With a creature as large as the one they’d killed, Cooharah could not pay the debt with less than six skogs. Probably eight. Of course the skogs could not be killed on the oomas’ territory. They must come from land near Cooharah’s own aerie.

But Cooharah and Aaw had no aerie, no territory to hunt. Their oasis had gone dry. The Qualeewoohs lived only on hope, thin as it was. Rain would come soon. The oases would be watered anew. Rivers would flow—a few months from now. But presently Cooharah and Aaw had no hunting territory.

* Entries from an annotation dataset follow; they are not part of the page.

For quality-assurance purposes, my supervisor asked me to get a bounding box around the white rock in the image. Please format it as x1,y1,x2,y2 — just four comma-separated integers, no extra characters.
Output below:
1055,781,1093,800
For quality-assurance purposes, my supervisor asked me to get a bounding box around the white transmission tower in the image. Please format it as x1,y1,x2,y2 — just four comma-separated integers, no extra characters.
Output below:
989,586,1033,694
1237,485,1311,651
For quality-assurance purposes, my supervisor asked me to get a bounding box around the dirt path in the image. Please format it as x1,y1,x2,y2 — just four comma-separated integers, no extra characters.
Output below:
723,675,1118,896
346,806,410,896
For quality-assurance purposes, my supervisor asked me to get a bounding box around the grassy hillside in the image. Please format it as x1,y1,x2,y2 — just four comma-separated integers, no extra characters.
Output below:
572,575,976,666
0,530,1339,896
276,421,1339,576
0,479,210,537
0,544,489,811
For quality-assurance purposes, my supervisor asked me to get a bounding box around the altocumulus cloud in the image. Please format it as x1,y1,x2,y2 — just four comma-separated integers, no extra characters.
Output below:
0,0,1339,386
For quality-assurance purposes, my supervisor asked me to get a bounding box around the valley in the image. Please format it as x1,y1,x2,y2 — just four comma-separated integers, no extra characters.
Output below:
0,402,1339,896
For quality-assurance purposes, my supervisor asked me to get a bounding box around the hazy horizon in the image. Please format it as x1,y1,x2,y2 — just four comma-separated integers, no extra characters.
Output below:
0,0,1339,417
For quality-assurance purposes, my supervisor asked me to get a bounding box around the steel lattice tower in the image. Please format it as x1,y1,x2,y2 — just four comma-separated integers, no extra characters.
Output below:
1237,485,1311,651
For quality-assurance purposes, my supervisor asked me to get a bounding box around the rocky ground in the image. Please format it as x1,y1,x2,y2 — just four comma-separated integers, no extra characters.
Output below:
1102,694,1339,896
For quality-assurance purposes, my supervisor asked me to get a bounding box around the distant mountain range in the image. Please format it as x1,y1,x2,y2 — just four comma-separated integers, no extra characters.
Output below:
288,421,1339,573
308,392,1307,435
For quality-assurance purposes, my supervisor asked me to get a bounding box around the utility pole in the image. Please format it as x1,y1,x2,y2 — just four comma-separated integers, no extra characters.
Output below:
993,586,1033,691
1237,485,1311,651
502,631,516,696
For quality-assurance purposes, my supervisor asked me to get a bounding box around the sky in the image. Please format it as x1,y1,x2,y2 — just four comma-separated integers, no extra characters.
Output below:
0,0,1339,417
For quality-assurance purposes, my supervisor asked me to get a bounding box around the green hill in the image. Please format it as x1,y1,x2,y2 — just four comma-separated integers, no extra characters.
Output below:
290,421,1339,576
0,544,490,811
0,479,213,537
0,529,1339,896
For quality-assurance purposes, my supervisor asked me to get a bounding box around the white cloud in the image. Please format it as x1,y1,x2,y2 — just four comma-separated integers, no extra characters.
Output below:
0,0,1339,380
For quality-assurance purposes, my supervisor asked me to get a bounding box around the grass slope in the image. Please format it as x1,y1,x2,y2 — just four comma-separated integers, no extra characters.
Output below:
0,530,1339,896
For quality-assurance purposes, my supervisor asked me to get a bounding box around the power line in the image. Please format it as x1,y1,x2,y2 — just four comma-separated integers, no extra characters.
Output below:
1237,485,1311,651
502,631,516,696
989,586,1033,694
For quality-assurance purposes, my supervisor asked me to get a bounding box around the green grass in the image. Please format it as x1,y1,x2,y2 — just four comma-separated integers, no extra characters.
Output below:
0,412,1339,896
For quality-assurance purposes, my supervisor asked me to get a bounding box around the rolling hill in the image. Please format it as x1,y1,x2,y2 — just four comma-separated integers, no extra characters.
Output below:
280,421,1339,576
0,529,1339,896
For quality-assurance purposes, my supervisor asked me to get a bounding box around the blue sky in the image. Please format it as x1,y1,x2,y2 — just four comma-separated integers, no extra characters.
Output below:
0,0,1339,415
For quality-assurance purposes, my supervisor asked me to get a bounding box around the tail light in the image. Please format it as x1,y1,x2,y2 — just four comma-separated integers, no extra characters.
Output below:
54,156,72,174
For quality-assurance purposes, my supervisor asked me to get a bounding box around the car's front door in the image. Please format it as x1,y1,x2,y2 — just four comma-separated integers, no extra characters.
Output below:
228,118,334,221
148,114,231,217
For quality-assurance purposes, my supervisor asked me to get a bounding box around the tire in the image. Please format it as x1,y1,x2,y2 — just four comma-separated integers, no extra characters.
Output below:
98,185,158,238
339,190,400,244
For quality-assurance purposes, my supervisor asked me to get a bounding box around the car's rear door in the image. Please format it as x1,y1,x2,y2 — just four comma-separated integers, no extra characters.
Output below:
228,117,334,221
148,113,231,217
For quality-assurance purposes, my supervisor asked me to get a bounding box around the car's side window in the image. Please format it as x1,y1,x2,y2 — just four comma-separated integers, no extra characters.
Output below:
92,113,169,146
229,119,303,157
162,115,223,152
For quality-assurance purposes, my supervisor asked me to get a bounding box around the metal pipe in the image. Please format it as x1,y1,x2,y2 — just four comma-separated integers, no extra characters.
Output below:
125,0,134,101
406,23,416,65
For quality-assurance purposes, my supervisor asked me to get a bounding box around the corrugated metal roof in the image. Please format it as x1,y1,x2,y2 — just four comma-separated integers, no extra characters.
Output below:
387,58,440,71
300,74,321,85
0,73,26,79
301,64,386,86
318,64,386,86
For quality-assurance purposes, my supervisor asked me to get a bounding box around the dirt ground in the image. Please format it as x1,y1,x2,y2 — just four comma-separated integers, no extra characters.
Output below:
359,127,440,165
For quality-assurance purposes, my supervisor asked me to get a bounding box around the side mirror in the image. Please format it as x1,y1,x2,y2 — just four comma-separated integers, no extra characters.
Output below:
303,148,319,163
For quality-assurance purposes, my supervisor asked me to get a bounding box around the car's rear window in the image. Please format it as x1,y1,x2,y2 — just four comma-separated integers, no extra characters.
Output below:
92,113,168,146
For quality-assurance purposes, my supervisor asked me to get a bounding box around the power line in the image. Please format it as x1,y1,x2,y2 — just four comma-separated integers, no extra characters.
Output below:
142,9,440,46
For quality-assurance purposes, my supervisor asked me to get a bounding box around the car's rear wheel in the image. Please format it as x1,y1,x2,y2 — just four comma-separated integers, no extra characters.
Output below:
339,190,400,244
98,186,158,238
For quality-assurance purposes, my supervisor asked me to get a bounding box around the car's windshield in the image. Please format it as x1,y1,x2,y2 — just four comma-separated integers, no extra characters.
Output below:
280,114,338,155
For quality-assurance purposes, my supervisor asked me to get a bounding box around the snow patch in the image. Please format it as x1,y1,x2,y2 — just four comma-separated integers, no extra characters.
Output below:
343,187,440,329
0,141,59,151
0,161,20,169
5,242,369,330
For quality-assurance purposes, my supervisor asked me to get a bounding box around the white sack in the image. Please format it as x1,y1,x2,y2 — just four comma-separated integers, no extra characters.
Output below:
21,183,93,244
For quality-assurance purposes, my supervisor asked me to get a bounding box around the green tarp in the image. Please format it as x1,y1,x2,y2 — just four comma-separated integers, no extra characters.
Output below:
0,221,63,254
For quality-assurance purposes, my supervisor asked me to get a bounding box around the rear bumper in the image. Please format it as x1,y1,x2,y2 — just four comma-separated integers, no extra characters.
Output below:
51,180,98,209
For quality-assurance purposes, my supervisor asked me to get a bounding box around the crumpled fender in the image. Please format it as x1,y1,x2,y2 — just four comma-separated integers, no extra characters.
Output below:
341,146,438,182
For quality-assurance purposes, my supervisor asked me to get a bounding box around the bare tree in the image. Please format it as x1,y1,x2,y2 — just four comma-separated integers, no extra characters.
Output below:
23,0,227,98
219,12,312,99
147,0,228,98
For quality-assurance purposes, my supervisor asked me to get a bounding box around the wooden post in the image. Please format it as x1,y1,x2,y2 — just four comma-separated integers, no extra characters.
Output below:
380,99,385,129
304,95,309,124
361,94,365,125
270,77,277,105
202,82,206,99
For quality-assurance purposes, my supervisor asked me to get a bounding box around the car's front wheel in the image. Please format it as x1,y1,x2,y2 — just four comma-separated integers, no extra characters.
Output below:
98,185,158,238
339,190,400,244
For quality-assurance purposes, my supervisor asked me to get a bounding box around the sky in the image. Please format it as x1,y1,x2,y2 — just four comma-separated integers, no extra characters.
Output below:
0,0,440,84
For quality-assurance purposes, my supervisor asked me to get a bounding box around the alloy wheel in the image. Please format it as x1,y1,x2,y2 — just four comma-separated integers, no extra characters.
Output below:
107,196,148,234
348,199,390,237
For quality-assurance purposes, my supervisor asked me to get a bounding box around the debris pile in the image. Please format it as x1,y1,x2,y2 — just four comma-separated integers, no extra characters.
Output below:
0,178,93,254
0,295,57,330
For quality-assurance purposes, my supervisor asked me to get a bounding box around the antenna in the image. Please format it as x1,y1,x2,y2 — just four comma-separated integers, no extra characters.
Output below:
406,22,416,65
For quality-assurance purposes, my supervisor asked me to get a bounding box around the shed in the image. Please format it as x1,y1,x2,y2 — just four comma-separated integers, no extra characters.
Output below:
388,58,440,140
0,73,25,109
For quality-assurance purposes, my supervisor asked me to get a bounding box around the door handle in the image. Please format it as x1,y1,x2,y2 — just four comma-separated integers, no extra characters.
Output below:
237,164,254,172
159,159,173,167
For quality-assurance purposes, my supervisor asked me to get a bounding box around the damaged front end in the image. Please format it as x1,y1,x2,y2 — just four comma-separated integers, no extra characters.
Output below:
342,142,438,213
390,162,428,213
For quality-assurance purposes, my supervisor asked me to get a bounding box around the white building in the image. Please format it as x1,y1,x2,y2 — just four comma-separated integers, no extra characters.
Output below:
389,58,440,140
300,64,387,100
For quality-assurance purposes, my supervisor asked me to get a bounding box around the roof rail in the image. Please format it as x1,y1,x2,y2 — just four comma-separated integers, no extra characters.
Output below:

“Even if we owe the oomas,” Cooharah said to his ancestor, “we cannot pay now. Their oasis is far from others. If I kill a skog, I won’t be able to take it to them. I will die.”

“Blood debt. You owe a blood debt,” the ancestor whispered. “Double payment. Food for food, chick for chick. Turn back.”

“Negative to the third degree,” Cooharah trilled. “I owe no blood debt. I—how do I know it was an animal the oomas owned? It could have been a predator the humans are well rid of!”

The green ancestor flapped its wings. Its eyes blazed like twin suns. “Blood debt,” it whispered. “You owe a debt.”

Cooharah knew he owed a blood debt. He’d never heard of any predators brought by the humans that used projectile weapons. This beast must have been a pet, perhaps a guardian. The humans had given it a weapon.

Cooharah could not bear the accusation in the ancestor’s voice. If he could have removed his spirit mask, he would have. He would have clawed it from his face with his tiny paws; pried it, tearing flesh from bone. Yet to do so was suicide. Cooharah could not deprive Aaw of a mate, someone to hunt for her and her chick in the new land. No, the spirit mask was part of him. His parents had painted it to his face at adulthood, and it would remain a part of him till he died and his own chicks used it to line the walls of some aerie.

Cooharah closed his eyes, trying to clear his mind, trying to deny the voice. commanding him to return to human lands. “Not now,” he screamed silently, prying at his mask with the thin fingers at the apex of his wings, clawing till blood ran down his jaws, soaking his feathers. “Not now. Someday. Someday I will pay!”